The performance was carefully designed for the Venice Biennale press circuit, providing exactly the kind of imagery Western activist culture and media ecosystems eagerly amplify.
By Valeriya Kovalenko
Balaclava-wearing members of Pussy Riot and FEMEN briefly barricaded the Russian pavilion during the opening of the 2026 Venice Biennale in protest against Russian participation.
Nadya Tolokonnikova, one of Pussy Riot’s most recognizable figures, later complained she had to attend under an assumed name because organizers would not formally invite her.
The spectacle generated instant global attention.
The politics of provocation
The article argues that movements presenting themselves as anti-patriarchal increasingly rely on the same mechanisms they claim to oppose.
Rather than political argument or ideological depth, the protest relied on spectacle, nudity, and provocation aimed squarely at media consumption.
According to the commentary, the body itself becomes the message.

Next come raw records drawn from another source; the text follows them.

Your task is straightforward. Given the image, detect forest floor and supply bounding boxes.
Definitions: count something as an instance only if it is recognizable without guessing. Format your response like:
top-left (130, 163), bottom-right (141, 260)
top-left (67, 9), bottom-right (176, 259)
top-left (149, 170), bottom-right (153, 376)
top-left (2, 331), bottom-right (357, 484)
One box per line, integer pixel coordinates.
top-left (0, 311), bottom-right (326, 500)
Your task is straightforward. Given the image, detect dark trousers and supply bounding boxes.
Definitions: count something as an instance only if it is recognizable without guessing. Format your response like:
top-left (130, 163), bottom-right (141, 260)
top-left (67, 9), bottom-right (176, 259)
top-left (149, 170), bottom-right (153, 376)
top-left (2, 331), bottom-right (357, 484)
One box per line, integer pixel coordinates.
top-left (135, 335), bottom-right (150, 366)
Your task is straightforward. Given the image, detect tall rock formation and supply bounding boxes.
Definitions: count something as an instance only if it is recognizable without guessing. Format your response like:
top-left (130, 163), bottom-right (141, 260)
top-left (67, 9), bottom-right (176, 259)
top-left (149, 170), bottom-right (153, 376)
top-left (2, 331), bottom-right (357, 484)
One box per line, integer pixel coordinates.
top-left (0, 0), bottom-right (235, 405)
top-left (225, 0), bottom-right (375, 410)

FEMEN was originally founded in Ukraine in 2008 in response to sex trafficking, prostitution, and the exploitation of Ukrainian women abroad.
Its original slogan was:
“Ukraine is not a brothel.”
The article argues that the Venice protest represented a striking inversion of that founding mission.
Instead of opposing the commodification of women’s bodies, activists now appear to package political messaging through the same visual economy they once condemned.
From activism to performance culture
Tolokonnikova herself later launched an OnlyFans account in 2021, selling subscriptions to explicit images online.
The article frames this as symbolic of a broader transformation from political resistance into commercialized activist branding.